Novelty can disrupt the flow in the kitchen and distract from a chain’s core mission, according to Papa John’s (PZZA) CEO Todd Penegor.
“We’re cranking a lot of great pizzas, and then all of a sudden” an order requires a search for a unique topping “and it takes us away from making a great pizza,” he said, according to AlphaSense’s transcript of a December investor meeting.
Penegor earlier this year said Papa John’s had recently removed roughly 10 items and planned to pull even more.
Menu Sizes Have Been on the Rise
Before the pandemic, menu sizes were fairly stable, showing a slight decline quarter after quarter, according to Lizzy Freier, director of menu research and insights at food service analysis firm Technomic.

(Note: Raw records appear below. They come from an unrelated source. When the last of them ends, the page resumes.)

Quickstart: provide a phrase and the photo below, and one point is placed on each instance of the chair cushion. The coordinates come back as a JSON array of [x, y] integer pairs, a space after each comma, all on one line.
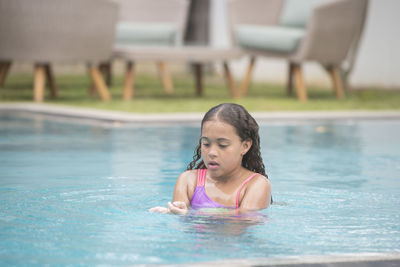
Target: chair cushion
[[296, 13], [145, 33], [268, 38]]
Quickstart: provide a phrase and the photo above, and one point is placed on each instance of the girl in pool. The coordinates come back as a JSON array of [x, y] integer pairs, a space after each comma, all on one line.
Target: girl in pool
[[227, 171]]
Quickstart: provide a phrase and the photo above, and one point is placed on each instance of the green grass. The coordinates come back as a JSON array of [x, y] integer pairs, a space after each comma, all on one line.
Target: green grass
[[150, 97]]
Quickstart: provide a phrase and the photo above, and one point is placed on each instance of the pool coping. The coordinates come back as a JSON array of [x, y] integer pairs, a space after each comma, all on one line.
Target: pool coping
[[334, 260], [118, 117]]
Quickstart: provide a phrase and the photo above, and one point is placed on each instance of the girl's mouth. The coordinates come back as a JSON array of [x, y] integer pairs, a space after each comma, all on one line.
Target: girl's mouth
[[212, 165]]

“At the onset of the pandemic, we saw a huge decline as operators really cleansed their menus,” she said. “Since 2020, we’ve seen operators slowly build their menus back up again.”
The average menu size increased across all types of establishments but fine dining restaurants in 2024, according to an analysis of larger chains from Datassential, a food and beverage intelligence platform.
Even chains that are looking to scale back their menus don’t plan to stop adding new items entirely. Papa John’s, for example, has an “innovation pipeline” in the works for late 2025, said Penegor, who wants to sprinkle in the novelty customers crave.
Sweetgreen (SG) just debuted an air-fried version of french fries and has a “drumbeat of newness” in store, CEO Jonathan Neman said last month. Chipotle is another firm that has broadened its menu in recent years, Freier said.
Chains on the ‘Journey of Simplification’
Chili’s took things in the opposite direction and is now enjoying a resurgence, said Kevin Hochman, CEO of parent company Brinker International (EAT). The chain has eliminated about a quarter of its menu, Hochman said in late 2024.
Quality has improved, with staff making guacamole daily and serving crispier bacon, he said. Chili’s has also been serving people faster despite “dramatic” increases in traffic, Hochman said. Restaurant sales rose 31% year-over-year in the most recent quarter, he said in January.
“In short, Chili’s is broadly relevant again,” Hochman said, according to a transcript from AlphaSense.
Now, according to Hochman, another Brinker’s chain—Maggiano’s Little Italy—is starting “the journey of simplification.”